When data move across multiple network, IP routing helps to determine the path of data by setting some protocols to reach the source destination. Ultimately data travels at the physical level through routers IP routing protocols enable routers to setup a forwarding table that correlates final destination with next hop addresses. Let me take you through the internal Routing Mechanism and key terms,
- IP routing sending data packets from one network to another through routers. It is routers that examine destination IP address, determine next hop address to address a packet.
- Remote router IP address of router used to reach that network outgoing interface. Populating routing table directly connected to subnets, static routing, default, dynamic routing.
- Directly Connected Interface routes local to router (One or More) network subnets easily recognizable traffic directed to these network can be forwarded without any help from routing protocols.
- Static Routing : Routes to destination manually entered by network administrators in router’s route table, don’t adjust to changes in the network.
- Default Gateway : The router that hosts use to communicate with other hosts — remote networks.

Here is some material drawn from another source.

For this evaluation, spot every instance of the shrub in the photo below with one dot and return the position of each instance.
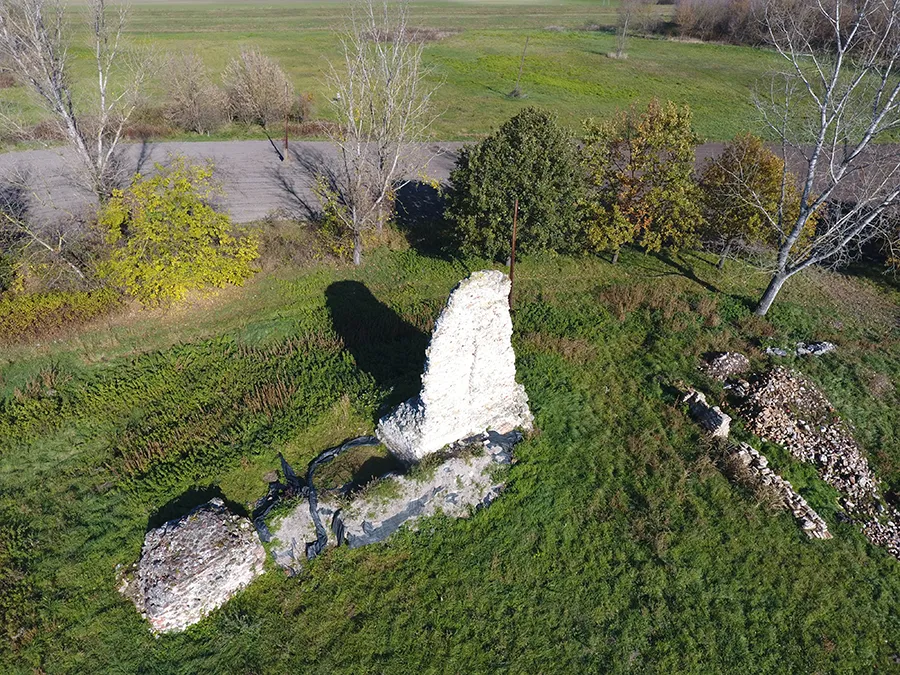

- Default Routing : Network having only one output interface, all the data going through a single exit. Instead of having many static routers connecting to remote networks, single output interface is configured to match all routes.
- Dynamic Routing : Optimal data routing, enables routes to select paths according to real-time logical network changes. Routing protocol responsible for the creation, maintenance, update of a dynamic routing table. While in static routing all routing job have done manually by network administrator.
RIP (Routing Information Protocol) and OSPF (Open Shortest Path First) Protocol are types of dynamic routing which is a least expressive routing process. It delivers and receives routing messages on routing interface, information shared with other routers, swap routing information with others routes to find data about remote networks.
Comparing difference between Static and Dynamic Routing :
- Static routing is for small networks like small scale organization that has predicted number of users and static or minimum bandwidth usage, laborious tasks are set up. Here the roll of network admin is to troubleshoot manually at each failure hence it becomes a tedious task.
- Dynamic Routing used in case of large networks because of it’s capabilities like it keep changing and updating along with network topologies and are easier to maintain and supports network extension.
- Static Routing table are set by Network Administrator.
- Dynamic Routing Protocols dynamically discover network destinations. Continuously change network status updates between each other as broadcast or multicast-Routing Information Protocol (RIP). Enhanced Interior Gateway Routing Protocol (EIGRP), Open Shortest Path First (OSPF).
There are different types of Distance Protocols:
Vector Routing Protocol : This is simple algorithm to find out cumulative distance value between routers based on hop count. Example: RIP, IGRP.
Link-State Routing Protocol : This uses sophisticated algorithm which maintain a complex database of internetwork topology. Example : OSPF, IS-IS
Hybrid Routing Protocol : This uses combination of distance vector, link-state methods that try to incorporate the advantage of both. Example: EIGRP, RIP2.
OSPF (Open Shortest Path First) is a Link State Protocol and is a most famous protocol among the Interior Gateway Protocol (IGP) family, working group of IETF. When configured OSPF will listen to neighbors and gather all link state data available to build a topology map of all available paths in its network and then save the information in its topology database, also known as it’s LSDB (Link-State Database). OSPF has capability to calculate the best shortest path to each reachable subnet/network using an algorithm called SFP (Shortest Path First) also known as Dijkastra algorithm.
OSPF maintains information in three tables named “Neighbor Table” that contain all discovered OSPF neighbor with whom routing information will be interchanged. “Topology Table” contains the entire road map of the network with all available OSPF routers and calculated best and alternative paths. Lastly the “Routing Table” where the current working best paths will store and it is used to forward the data traffic between neighbors.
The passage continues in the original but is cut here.